Thursday, March 26, 2009

That's oddly specific

"Violent Documentaries" and "Suspenseful Sci-Fi & Fantasy from the 1980's"?


The new taste preferences on Netflix are weird. The intro page only gave me about 8 "tastes" to rate (Violent, Suspenseful, Romantic, Goofy), but the actual "Taste Preferences"-setting page has 24 different ones to rate. These things seem too weird and objective to really produce useable results. The provided examples are a clear indication that Netflix and I have wildly different definities of these things.

Ugh, I just can't... Patch Adams? Fuck you, Netflix, for reminding me that this abomination exists.

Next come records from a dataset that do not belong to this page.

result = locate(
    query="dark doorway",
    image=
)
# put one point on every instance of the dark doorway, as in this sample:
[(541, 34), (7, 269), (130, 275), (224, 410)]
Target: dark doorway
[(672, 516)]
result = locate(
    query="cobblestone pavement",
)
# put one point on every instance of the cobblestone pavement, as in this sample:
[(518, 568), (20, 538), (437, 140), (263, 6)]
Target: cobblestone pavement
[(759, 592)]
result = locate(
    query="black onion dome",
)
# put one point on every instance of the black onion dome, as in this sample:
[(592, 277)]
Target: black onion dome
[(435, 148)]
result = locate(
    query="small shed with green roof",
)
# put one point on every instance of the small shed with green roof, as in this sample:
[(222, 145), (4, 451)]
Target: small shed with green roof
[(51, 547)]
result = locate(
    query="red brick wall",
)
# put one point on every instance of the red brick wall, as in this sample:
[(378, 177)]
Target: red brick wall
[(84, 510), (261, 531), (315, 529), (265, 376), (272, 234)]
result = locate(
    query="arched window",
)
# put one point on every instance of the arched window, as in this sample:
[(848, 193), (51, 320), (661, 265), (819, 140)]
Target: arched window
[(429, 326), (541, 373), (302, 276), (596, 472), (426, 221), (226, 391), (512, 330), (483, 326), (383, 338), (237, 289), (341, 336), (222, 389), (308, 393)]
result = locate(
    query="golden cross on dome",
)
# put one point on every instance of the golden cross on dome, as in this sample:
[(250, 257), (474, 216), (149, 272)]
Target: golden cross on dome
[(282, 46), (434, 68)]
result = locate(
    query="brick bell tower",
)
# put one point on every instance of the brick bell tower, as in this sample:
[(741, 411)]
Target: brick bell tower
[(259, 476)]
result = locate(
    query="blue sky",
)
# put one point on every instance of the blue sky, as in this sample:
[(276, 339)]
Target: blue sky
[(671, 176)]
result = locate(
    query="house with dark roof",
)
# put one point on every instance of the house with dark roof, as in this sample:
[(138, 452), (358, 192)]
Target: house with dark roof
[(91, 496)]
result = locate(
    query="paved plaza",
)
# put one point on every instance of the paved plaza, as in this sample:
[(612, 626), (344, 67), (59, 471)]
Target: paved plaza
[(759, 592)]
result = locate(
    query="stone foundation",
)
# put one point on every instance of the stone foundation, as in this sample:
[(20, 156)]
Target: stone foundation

Yep, nothing says romance like hillbillies, dead guys, nautical disaster, whores, the mentally retarded, and Tom Hanks.

I wasn't going to say anything about this one, but Van Helsing? Really? I saw that piece of shit, and I must've gouged my eyes out too early to see the deep emotional subplot.
Also, how the hell is Top Gun listed under "romance", but not Eternal Sunshine? Oh, right, because these listings are nonsensical and useless.

This is where I'm calling total bullshit on these categories. They had the decency to stop listing Crash on every goddamn category, but three Nicholas Cage movies? Now I know they're just fucking around.


It was bad enough when I had to contend with their inexplicable genre-based recommendations, now when I log in I'm met with stuff like this:

Edit to add: I just noticed that in addition to the "tastes" and genres, you can set preferences for an endless number of other things, like "qualities" (which, inexplicably includes Bollywood), storylines, release dates, and all of the Netflix subgenres. One of these days, I'll try and manipulate it so it appears that I'm only interested in Gritty Zombie Blacksploitation Bollywood Tearjerkers that were released in the 1910's or 1980's about Post Apocalyptic Kung-Fu Whistleblowers and are based on Children's Books.
In all honesty, if that was a movie I'd watch the hell out of it.